FIGS. 6A and 6B illustrate exemplary top plan and cross-sectional schematic views of a bonding structure 600 with patterned gaps, according to some embodiments. FIG. 6A can have multiple patterned gaps for patterns 601-609. In some embodiments, patterns 601-609 can have different patterned gap widths from about 0.5 μm to about 20 μm. A patterned gap width can be a width of a patterned gap (e.g., a channel width in an X direction), as shown in details of FIG. 6B cross-sectional view. For example, pattern 601 can have a pattered gap width of about 1 μm, pattern 603 can have a pattered gap width of about 1.5 μm, pattern 605 can have a pattered gap width of about 2 μm, pattern 607 can have a pattered gap width of about 5 μm, and pattern 609 can have a patterned gap width of about 10 μm. Spacings 611 between different patterns can have a width from about 200 μm to about 300 μm. According to some embodiments, a soft laser bonding process can be used to bond the top substrate and the bottom substrate across the patterned gaps.

FIG. 6B is a cross-sectional view along line B-B of one of the plurality of patterned gaps in pattern 601 in FIG. 6A. In some embodiments, bonding structure 600 can include a bottom substrate 620, a bonding layer 640, and a top substrate 660. Bottom substrate 620, bonding layer 640, and top substrate 660 can include materials similar to bottom substrate 320, bonding layer 340, and top substrate 360, respectively. Bonding layer 640 can include a capping layer 632 and a patterned conducting layer 628 with a patterned gap 654. For example, patterned gap 654 comprises a channel formed in conducting layer 628. Capping layer 632 can extend across patterned gap 654 in conducting layer 628 as shown in FIG. 6B to form a continuous layer covering conducting layer 628 and patterned gap 654. In some embodiments, capping layer 632 can include CrON. Capping layer 632 can have a thickness in a range from about 100 nm to about 200 nm. In some embodiments, conducting layer 628 can include Cr. Conducting layer 628 can have a thickness in a range from about 25 nm to about 75 nm. Patterned gap 654 can have a width 654w in a range from about 0.5 μm to about 20 μm. In some embodiments, width 654w can be similar to or smaller than a spot size of the bonding laser beam.

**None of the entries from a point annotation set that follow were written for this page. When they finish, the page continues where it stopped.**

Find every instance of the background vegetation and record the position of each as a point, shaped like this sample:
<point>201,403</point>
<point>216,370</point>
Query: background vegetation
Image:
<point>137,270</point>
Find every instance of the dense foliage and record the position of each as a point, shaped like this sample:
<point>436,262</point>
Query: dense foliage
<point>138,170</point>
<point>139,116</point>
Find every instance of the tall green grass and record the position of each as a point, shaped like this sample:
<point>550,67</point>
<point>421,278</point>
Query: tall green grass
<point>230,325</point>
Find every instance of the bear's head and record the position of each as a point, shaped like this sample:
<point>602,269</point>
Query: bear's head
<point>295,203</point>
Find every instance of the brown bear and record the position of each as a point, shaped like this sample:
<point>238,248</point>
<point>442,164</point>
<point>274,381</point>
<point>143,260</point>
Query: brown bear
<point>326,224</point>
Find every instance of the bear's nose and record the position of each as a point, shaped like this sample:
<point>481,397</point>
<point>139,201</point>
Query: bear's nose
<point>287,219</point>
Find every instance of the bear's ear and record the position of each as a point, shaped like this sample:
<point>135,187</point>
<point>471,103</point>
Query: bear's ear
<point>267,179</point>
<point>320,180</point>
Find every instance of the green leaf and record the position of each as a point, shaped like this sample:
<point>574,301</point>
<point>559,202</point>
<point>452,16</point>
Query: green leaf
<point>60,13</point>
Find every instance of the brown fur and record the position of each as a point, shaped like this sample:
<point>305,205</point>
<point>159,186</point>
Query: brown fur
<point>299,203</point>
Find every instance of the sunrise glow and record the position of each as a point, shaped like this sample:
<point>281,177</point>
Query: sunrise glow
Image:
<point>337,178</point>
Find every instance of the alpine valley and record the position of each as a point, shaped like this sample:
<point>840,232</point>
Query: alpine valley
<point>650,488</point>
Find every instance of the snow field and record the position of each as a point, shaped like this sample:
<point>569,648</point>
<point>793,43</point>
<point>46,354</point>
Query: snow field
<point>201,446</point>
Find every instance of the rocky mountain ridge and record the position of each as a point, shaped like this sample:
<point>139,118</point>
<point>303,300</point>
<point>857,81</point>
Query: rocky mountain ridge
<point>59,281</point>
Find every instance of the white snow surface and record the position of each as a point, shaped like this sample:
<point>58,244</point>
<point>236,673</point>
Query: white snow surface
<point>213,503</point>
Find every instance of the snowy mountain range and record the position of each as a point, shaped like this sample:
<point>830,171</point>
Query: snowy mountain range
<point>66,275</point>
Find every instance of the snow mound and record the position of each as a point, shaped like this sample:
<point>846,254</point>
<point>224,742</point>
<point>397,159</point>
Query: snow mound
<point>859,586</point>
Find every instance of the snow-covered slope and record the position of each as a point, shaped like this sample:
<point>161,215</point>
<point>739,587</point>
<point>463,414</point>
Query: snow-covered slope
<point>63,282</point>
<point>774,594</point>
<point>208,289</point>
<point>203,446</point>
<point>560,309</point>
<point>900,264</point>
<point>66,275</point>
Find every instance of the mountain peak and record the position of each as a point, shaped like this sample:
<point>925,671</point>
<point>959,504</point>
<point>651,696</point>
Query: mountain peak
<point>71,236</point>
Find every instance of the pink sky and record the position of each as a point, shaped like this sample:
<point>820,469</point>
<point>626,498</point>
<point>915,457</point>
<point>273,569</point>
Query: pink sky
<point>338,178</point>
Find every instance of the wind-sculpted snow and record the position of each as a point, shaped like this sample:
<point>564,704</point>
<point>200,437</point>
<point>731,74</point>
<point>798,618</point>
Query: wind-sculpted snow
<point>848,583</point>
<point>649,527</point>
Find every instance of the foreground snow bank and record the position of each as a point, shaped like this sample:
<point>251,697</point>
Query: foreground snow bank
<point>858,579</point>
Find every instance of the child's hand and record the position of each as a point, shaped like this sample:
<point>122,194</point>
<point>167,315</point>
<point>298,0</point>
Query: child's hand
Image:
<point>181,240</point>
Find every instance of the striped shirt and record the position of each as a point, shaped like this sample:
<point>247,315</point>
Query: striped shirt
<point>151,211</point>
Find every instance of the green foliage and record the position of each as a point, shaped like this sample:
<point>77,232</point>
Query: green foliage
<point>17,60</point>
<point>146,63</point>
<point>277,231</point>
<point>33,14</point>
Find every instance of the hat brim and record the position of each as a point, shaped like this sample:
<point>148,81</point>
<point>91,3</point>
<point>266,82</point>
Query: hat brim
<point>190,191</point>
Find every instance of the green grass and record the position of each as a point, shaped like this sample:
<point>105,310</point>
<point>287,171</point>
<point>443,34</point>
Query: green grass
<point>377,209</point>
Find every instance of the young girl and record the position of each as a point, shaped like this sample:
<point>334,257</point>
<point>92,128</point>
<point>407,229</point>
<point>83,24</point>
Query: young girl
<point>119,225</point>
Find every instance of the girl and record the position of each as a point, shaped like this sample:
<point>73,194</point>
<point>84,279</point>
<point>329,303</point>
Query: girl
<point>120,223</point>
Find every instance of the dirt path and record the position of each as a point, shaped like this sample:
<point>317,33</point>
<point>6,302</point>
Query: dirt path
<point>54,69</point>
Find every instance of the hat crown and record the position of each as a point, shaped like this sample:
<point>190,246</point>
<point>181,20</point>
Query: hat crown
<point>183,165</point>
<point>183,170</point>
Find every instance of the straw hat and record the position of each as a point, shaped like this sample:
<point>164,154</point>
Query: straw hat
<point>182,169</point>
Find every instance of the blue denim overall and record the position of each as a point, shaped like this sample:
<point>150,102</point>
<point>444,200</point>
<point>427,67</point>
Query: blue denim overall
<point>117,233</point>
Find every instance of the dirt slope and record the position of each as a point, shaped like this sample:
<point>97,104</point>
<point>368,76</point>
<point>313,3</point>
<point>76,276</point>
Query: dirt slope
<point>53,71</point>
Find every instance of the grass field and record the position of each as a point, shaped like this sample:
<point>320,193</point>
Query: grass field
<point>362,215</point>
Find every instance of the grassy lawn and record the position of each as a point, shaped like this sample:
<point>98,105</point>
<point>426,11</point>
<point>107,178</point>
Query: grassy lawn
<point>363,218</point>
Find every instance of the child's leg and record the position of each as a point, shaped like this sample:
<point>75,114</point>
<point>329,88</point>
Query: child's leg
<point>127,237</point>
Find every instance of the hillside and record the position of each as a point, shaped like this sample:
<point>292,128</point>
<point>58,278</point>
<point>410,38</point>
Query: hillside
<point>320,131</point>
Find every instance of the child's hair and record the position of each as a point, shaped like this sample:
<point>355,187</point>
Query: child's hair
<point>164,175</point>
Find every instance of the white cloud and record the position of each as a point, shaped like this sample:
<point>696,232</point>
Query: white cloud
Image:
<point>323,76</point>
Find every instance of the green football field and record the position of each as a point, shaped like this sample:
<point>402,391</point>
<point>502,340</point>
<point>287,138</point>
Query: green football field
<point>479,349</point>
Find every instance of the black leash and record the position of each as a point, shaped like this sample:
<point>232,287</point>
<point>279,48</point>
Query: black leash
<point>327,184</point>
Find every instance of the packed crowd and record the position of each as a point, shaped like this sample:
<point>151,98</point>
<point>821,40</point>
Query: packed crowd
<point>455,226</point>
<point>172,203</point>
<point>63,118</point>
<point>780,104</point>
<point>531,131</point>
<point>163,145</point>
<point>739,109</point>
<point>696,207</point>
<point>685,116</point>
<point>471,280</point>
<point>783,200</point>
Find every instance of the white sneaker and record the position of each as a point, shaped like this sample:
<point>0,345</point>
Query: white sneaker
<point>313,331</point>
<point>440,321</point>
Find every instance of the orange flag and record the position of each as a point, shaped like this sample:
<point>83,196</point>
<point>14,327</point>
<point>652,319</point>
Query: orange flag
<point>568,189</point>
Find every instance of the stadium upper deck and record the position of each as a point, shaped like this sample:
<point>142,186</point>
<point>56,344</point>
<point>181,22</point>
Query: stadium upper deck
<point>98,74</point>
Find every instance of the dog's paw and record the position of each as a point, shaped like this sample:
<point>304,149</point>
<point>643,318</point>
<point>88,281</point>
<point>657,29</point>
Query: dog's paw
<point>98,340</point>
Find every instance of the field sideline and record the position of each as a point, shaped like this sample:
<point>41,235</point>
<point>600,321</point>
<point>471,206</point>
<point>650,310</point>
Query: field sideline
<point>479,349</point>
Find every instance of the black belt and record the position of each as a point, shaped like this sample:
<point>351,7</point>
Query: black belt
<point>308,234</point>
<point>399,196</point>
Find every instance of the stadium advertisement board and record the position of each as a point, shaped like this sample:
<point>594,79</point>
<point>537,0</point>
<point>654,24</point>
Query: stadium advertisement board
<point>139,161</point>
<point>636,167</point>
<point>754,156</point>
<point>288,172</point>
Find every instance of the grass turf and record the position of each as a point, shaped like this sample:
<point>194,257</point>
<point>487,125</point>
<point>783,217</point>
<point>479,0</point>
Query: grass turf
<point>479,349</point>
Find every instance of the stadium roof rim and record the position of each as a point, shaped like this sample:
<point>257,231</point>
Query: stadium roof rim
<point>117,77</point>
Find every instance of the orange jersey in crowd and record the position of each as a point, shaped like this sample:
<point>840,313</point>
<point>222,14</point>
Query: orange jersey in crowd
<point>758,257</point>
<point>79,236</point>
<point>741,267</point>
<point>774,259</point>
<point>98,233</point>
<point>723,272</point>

In some embodiments, conducting layer 628 can be patterned on bottom substrate 620 by a patterning process. For example, a mask can be applied to bottom substrate 620 prior to forming conducting layer 628 such that, upon formation of conducting layer 628, masked regions of bottom substrate 620 covered by the mask can correspond to the gaps in conducting layer 628, and upon removal of the mask, the gaps are formed in conducting layer 628. In some embodiments, patterned gap 654 can be formed after forming conducting layer 628 (e.g., by laser ablation, etching, etc.). In some embodiments, patterned gap 654 can be formed by printing conducting layer 628 onto substrate 620.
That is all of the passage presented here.